Annan félicite Sharon, qui pense à un référendum

Nations unies — Le secrétaire général des Nations unies, Kofi Annan, a félicité hier le premier ministre israélien Ariel Sharon pour sa volonté affichée de supprimer l'essentiel des colonies juives dans la bande de Gaza et a dit espérer qu'il ferait de même en Cisjordanie. «J'ai été plutôt surpris de la décision du premier ministre Sharon de se retirer de Gaza. C'est un développement positif», a déclaré Kofi Annan à la presse.

Le secrétaire général a dit espérer que le «quartet» (États-Unis, Russie, UE et ONU) promoteur de la «feuille de route», l'un des plans de paix pour le Proche-Orient, puisse aider Sharon à mettre en oeuvre son projet. Cependant, a prévenu Annan, «le retrait de la Cisjordanie sera également requis si on veut établir deux États, Israël et la Palestine, vivant en paix côte à côte, et véritablement respecter l'esprit de "paix contre territoires"». Sharon a proposé de supprimer 17 colonies juives à Gaza et trois en Cisjordanie et a proposé un référendum sur sa proposition, mal reçue par la droite.

Ariel Sharon a laissé entendre hier qu'il était prêt à organiser un référendum sur son plan d'évacuation des colonies de peuplement de la bande de Gaza.

Selon un responsable politique haut placé, le fait que le premier ministre soit prêt à soumettre son projet aux électeurs témoigne de sa confiance sur le sujet. D'après un sondage, 59 % des Israéliens seraient favorables à un retrait de Gaza.

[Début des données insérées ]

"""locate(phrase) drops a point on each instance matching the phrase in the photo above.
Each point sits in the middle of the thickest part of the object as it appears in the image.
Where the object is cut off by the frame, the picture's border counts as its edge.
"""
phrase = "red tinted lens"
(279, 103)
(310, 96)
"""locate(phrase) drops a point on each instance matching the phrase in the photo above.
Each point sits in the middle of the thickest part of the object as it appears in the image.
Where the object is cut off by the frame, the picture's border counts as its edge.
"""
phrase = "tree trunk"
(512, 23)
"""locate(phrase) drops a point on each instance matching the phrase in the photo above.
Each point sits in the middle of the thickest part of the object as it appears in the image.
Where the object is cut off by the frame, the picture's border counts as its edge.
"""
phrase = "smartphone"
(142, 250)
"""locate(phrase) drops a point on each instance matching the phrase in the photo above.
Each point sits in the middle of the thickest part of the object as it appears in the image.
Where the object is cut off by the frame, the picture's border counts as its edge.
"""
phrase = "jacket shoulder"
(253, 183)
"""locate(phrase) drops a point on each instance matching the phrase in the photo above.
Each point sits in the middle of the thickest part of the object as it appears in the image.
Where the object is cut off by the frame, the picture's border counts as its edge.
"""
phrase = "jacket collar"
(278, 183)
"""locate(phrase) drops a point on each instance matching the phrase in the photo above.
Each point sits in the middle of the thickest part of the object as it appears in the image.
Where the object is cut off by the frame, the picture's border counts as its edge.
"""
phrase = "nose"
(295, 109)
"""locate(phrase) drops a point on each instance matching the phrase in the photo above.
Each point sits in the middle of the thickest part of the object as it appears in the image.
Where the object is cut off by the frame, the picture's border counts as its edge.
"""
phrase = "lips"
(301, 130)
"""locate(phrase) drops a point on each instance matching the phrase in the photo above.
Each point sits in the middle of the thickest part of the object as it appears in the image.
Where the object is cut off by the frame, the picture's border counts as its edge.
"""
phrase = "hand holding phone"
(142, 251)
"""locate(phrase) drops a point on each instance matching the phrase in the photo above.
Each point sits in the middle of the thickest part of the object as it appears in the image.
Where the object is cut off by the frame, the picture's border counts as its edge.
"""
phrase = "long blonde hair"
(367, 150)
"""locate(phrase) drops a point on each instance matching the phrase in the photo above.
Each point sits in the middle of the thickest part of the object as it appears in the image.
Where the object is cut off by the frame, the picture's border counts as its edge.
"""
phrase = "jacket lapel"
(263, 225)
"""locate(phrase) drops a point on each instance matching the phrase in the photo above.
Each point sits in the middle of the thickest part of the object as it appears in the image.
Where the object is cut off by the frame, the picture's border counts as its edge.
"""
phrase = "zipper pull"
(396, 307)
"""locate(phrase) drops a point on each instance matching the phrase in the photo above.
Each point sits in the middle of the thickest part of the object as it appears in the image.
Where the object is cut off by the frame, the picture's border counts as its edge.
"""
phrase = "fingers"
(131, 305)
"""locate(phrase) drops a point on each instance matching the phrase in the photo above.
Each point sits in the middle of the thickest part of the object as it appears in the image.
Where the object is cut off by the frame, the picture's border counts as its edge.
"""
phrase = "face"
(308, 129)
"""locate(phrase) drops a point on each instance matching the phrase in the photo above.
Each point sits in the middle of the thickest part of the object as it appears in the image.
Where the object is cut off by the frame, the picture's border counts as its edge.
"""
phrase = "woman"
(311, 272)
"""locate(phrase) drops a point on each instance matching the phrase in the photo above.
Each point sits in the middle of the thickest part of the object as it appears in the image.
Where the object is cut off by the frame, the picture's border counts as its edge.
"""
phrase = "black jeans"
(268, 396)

Ariel Sharon peut en outre faire face à d'éventuelles défections au sein de sa majorité, dont un parti au moins, le Parti national religieux, a catégoriquement rejeté ce plan, en faisant appel au Parti travailliste.

À peine réélu à la tête de l'opposition travailliste, Shimon Peres s'est en effet déclaré prêt à soutenir le gouvernement d'Ariel Sharon si celui-ci suivait la voie de la paix. Une autre option possible pour Ariel Sharon serait d'organiser des élections anticipées, a ajouté son porte-parole.

Par ailleurs, Ariel Sharon sera entendu aujourd'hui par la police dans le cadre de l'enquête sur des pots-de-vin que lui aurait versé un homme d'affaires avant son accession au poste de premier ministre, a-t-on appris hier de sources policières.